Latest Public Sector News

01.08.16

Growing rate of pothole damage shows local roads have ‘deteriorated drastically’

Pothole damage to cars has more than doubled in the past decade, prompting warnings that the government and councils are maintaining national roads at the expense of local ones.

New analysis from the motoring organisation RAC shows that 0.9% of damage reported by members in June 2015-16 was for pothole-related issues such as damaged shock absorbers, broken suspension springs and distorted wheels.

Although this is a low percentage overall, it is a 125% increase from 0.4% in June 2005-06.

David Bizley, RAC chief engineer, said: “Our analysis paints a very disappointing picture which unequivocally confirms what most road users already know, which is that the condition of our local roads has deteriorated drastically in the last decade.

“This analysis suggests that the quality of the UK’s roads suffered a steady decline from the start of 2007 through to the end of 2009, presumably due to lack of investment in maintenance and resurfacing during worsening economic times. Since then, injections of short-term funding have addressed the immediate aftermath of periods of extreme weather but have not been sufficient to tackle the underlying problem.”

The rate of pothole-related breakdowns has fallen slightly compared to this time last year, when it stood at 1.5%.
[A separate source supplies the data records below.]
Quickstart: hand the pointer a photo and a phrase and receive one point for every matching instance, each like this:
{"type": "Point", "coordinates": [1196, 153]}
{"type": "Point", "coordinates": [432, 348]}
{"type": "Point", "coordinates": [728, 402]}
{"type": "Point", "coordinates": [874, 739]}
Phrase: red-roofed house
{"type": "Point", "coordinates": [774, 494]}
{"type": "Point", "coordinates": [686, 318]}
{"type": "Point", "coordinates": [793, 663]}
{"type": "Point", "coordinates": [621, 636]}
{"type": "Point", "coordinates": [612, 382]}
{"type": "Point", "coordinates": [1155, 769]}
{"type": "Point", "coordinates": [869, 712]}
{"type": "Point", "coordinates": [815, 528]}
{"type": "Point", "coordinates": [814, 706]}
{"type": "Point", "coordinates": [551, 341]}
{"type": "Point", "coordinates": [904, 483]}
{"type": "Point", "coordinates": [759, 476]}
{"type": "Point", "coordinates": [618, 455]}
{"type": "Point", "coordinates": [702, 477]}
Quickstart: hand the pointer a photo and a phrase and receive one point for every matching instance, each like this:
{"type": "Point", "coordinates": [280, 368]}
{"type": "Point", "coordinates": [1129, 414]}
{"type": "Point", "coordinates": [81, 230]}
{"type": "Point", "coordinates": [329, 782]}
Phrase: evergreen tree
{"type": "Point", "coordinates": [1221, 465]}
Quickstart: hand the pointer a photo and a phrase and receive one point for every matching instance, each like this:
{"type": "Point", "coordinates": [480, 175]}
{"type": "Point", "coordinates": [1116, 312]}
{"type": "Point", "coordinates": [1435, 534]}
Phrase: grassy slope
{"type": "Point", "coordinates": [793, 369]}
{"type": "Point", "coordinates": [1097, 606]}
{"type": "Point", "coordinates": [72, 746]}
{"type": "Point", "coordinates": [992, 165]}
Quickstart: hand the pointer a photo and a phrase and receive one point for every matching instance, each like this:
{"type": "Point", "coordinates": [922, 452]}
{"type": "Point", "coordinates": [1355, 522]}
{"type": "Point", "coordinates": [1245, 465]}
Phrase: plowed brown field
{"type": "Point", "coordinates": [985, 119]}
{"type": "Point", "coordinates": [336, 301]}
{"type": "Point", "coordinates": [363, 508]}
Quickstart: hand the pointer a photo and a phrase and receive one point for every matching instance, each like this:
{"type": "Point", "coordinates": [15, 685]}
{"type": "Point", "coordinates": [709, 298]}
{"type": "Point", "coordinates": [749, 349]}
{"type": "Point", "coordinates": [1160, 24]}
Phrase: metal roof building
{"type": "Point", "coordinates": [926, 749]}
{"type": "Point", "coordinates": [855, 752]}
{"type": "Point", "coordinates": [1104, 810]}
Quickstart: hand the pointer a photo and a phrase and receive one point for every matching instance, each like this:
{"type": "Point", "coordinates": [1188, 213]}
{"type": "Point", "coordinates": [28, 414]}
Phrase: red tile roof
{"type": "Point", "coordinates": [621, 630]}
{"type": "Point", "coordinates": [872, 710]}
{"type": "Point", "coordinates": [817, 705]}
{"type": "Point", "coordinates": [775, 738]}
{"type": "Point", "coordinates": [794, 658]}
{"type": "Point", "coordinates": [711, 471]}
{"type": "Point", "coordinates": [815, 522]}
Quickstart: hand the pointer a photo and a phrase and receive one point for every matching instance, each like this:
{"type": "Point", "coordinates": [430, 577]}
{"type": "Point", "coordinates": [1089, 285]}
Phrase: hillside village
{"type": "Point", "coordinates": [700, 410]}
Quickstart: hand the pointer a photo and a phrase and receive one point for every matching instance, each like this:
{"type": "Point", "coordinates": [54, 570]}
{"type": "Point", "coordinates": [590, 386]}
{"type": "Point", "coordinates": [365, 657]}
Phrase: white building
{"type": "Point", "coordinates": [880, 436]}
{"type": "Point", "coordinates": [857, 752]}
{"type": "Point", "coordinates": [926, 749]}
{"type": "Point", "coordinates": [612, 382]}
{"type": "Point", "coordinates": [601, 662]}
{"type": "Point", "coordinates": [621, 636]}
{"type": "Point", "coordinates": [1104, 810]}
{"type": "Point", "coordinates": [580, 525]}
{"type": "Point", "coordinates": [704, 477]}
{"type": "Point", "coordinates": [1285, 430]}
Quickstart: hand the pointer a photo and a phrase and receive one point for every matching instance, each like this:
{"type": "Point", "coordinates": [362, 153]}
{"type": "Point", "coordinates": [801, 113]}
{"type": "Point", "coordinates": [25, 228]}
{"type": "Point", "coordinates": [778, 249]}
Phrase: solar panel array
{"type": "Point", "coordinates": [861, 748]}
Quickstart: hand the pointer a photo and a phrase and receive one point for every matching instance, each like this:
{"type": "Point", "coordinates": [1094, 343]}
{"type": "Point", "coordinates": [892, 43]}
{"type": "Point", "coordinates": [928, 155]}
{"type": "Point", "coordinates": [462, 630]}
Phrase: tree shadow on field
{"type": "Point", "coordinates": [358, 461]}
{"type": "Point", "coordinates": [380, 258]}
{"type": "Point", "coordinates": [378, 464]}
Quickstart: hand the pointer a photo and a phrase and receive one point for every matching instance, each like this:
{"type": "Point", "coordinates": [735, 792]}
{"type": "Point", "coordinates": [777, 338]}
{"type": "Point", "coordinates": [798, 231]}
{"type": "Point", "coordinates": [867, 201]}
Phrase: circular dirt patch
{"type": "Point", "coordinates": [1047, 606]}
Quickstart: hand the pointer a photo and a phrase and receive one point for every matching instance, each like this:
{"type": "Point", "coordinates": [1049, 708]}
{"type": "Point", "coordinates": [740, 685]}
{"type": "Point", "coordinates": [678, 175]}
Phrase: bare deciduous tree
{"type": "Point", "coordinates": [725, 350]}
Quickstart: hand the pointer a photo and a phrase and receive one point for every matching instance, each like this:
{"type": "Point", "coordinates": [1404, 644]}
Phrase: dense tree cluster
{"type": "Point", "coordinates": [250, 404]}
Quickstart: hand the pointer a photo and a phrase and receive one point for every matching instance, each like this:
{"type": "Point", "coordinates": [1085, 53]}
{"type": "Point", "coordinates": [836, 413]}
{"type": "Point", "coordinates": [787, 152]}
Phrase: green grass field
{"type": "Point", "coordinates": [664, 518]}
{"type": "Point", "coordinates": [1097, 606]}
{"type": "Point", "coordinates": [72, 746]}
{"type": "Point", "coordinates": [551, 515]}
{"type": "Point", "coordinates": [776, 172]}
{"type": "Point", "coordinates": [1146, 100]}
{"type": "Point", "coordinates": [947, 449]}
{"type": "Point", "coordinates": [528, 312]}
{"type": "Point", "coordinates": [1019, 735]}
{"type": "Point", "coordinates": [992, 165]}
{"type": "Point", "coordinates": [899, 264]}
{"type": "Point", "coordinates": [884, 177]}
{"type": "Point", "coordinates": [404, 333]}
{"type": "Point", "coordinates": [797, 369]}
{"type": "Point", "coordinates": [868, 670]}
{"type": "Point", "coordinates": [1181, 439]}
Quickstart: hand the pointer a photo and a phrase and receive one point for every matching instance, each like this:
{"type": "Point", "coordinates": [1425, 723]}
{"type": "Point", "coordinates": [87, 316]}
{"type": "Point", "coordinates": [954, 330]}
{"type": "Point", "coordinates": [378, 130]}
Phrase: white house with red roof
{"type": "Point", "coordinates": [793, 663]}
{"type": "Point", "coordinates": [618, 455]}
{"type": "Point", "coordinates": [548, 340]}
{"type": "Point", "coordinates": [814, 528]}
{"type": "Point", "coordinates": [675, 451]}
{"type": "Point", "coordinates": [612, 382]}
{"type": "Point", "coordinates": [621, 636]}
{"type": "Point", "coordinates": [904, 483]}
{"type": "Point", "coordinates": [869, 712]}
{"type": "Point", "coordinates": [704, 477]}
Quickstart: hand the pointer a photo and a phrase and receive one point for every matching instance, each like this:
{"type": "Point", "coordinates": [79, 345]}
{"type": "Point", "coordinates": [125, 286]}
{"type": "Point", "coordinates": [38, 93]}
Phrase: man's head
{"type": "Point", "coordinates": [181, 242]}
The RAC pothole index, an ongoing measure of pothole-related call-outs against all breakdowns, currently stands at 1.97%, the lowest since 2008. However, it is at a rolling average of 2.61%.

The report also shows high regional variations in levels of pothole damage, which stood at 1.5% in Scotland and the north and 1.3% in the north east, compared to 0.6% in the south east and 0.5% in London North.

Another survey, by the AA, found that 39% of motorists have suffered pothole-related damage in the past year.

The government has made significant commitments to maintaining the strategic roads network, with a Road Investment Strategy and a ring-fenced Roads Fund raised from vehicle excise duty. However, Bizley said most pothole damage is sustained on local roads.

“Without local roads that are fit for purpose, the benefits of the government’s bold investment in national transport infrastructure may never be fully realised,” he said.

He called on the new government under Theresa May to commit to treating local roads “as a strategic asset”.

A recent RAC survey of 1,555 motorists found that 10% said the condition of local roads was their top concern and 30% saying it should be the top transport investment for the government.

The last government promised councils £10m a year for pothole repairs, but local authorities warned that this is not enough to tackle a £12bn repair backlog they face.

Cllr Peter Box, transport spokesperson for the LGA, said: “Current funding levels mean councils are only able to keep pace with patching up our roads and filling potholes rather than carrying out more cost-effective and long-term improvements.

“Long-term and consistent investment in local road maintenance is desperately needed from government to improve road conditions for motorists and cyclists.”